Developer guide
How to build a retry-safe Shopify event pipeline with Rails
A practical architecture guide for Rails teams building retry-safe Shopify event pipelines with webhooks, queues, reconciliation jobs, and durable side-effect tracking.
What retry-safe actually means
Retry-safe does not mean “my job queue retries exceptions.” That is table stakes. A retry-safe Shopify pipeline means the whole path from receipt to side effect stays correct when Shopify sends duplicates, retries late, omits a delivery entirely, or your own workers crash halfway through a job.
In other words, retry safety is a system property. If your controller is idempotent but your ticket creation is not, you do not have a retry-safe pipeline. You have one reliable layer and one unreliable one.
Shopify’s current webhook behavior makes this non-optional. Shopify recommends duplicate
detection with X-Shopify-Event-Id, expects HTTPS handlers to respond in under five
seconds, retries failed deliveries up to eight times over four hours, warns that delayed
delivery can happen, and explicitly recommends reconciliation because webhook delivery is not
guaranteed.
“Webhook delivery isn't always guaranteed.”
The working rule
Treat Shopify webhooks as at-least-once event triggers that can be delayed, duplicated, or missed. Then design every downstream step so a replay is boring.

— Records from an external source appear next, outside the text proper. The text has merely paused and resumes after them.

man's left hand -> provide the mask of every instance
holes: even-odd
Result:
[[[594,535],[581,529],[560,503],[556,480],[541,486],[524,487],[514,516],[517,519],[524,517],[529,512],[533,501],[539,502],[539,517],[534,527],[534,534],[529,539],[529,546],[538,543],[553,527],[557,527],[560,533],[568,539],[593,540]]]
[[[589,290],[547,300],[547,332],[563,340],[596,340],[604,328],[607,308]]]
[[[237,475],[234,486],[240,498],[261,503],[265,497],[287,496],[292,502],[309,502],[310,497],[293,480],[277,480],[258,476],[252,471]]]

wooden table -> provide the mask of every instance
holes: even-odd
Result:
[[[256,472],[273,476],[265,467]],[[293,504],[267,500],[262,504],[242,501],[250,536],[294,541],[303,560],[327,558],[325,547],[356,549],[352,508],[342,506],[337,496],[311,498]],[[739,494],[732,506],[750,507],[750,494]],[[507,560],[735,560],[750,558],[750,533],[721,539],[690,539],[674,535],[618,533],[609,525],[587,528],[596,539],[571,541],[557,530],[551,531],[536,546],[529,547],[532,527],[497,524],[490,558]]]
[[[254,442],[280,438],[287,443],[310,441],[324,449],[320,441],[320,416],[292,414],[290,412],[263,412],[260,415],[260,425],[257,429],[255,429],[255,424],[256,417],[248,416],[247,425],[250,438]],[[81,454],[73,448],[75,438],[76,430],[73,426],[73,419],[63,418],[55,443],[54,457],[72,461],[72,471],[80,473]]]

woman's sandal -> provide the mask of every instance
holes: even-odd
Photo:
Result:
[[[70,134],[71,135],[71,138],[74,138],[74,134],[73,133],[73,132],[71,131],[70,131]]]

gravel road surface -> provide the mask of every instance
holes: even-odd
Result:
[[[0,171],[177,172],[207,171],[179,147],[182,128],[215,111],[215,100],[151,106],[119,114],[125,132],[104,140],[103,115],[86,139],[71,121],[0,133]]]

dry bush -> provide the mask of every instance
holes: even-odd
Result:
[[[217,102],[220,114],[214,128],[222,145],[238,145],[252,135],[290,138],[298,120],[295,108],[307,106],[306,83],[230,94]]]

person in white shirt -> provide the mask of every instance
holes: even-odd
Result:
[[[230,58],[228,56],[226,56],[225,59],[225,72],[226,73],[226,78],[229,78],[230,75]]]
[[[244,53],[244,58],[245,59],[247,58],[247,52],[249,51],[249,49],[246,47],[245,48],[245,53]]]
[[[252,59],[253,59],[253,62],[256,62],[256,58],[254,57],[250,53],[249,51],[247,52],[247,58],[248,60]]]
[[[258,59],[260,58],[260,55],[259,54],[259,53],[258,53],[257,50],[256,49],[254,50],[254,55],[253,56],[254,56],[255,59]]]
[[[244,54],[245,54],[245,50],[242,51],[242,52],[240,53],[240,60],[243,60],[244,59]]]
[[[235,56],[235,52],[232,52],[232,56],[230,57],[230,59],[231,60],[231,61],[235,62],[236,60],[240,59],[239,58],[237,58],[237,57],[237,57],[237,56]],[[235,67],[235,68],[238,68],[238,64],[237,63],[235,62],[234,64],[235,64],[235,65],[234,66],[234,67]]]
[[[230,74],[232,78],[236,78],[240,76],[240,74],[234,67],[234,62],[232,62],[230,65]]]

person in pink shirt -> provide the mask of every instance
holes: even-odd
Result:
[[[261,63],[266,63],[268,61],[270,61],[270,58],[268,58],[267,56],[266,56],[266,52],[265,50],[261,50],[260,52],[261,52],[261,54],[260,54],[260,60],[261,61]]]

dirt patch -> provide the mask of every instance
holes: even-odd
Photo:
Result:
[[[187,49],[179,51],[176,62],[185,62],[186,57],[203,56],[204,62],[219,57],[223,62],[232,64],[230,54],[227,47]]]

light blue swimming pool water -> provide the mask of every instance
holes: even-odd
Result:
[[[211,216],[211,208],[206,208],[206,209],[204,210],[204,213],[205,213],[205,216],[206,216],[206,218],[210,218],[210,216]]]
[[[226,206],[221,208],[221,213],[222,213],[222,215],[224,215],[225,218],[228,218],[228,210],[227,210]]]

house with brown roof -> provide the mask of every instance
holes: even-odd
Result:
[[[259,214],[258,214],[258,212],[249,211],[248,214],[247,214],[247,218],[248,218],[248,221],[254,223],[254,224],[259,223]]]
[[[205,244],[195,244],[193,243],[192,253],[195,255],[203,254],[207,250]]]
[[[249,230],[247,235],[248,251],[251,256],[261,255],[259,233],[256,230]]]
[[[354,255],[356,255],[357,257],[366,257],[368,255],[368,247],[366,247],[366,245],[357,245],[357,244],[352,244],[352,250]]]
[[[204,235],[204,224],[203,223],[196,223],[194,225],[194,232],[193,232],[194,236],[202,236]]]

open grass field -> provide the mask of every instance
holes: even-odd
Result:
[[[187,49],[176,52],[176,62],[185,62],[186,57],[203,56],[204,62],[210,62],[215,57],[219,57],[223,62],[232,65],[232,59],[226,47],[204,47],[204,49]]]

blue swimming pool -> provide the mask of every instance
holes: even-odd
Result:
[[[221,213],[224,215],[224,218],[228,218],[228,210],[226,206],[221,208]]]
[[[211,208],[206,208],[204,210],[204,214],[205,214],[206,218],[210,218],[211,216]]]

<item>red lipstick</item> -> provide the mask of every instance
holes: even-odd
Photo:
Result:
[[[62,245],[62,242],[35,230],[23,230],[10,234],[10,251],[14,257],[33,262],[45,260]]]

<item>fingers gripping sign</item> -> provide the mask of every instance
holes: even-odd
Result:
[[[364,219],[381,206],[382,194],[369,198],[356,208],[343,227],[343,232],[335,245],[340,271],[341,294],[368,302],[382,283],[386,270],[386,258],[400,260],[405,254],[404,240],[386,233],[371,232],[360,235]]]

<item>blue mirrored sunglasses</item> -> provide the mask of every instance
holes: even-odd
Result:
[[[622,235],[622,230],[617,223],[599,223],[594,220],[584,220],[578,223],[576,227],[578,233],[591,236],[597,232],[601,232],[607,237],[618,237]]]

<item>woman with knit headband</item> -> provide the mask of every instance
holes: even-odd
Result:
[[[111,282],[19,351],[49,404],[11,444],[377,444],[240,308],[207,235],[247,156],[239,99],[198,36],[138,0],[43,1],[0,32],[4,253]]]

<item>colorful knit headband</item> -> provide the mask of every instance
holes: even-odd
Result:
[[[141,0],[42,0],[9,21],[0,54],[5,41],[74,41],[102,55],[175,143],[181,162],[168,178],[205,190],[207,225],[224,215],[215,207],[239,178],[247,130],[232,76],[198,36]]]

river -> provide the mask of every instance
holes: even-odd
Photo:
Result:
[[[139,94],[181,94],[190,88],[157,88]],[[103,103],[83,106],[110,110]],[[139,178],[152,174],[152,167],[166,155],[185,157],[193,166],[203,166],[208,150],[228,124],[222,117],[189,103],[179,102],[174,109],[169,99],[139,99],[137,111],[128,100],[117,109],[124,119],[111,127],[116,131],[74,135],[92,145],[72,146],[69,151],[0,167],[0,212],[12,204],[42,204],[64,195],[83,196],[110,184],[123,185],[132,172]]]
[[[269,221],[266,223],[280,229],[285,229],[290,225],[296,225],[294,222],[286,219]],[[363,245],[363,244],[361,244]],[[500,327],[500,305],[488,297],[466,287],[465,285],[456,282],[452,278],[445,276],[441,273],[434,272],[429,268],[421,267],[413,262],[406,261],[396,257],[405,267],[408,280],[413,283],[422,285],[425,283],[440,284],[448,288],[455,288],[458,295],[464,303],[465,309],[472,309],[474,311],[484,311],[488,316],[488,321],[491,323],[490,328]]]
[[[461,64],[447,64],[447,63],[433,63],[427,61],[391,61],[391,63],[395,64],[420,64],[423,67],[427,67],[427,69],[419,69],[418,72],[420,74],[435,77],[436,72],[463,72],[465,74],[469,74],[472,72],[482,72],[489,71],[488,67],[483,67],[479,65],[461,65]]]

The four layers of a reliable pipeline
Reliable Shopify event processing in Rails usually needs four layers: receipt, normalization, business processing, and reconciliation. Collapse them into one controller action or one giant queue job and the system will work right up until the first noisy retry storm, partial outage, or accidental double-send. Which, in fairness, is how many weekend migrations become spiritual experiences.
| Layer | What it does | What it must persist | Main anti-pattern |
|---|---|---|---|
| Receipt | Verify origin, capture headers and payload, store the event, return quickly | Deduplication key, raw body, headers, receipt status | Doing business logic in the controller |
| Normalization | Map Shopify topics and payload shapes into app-level event intents | Canonical event row, business identifiers, timestamps, replay status | Letting every topic branch into bespoke worker spaghetti |
| Business processing | Update local state, fetch Shopify state when needed, schedule side effects | Business state transitions, locks, failure status, handoff markers | Assuming queue uniqueness equals correctness |
| Reconciliation | Pull recent changes from Shopify and feed them back through the same handlers | Cursors, lookback windows, drift counts, repair runs | Building a second code path that drifts from the webhook path |
The reason to separate these layers is operational clarity. When an order sync is wrong, you want to know whether the event never arrived, arrived but failed HMAC, normalized badly, processed twice, or was simply missed and later repaired. Systems that keep that answer only in logs are usually one incident away from archaeology.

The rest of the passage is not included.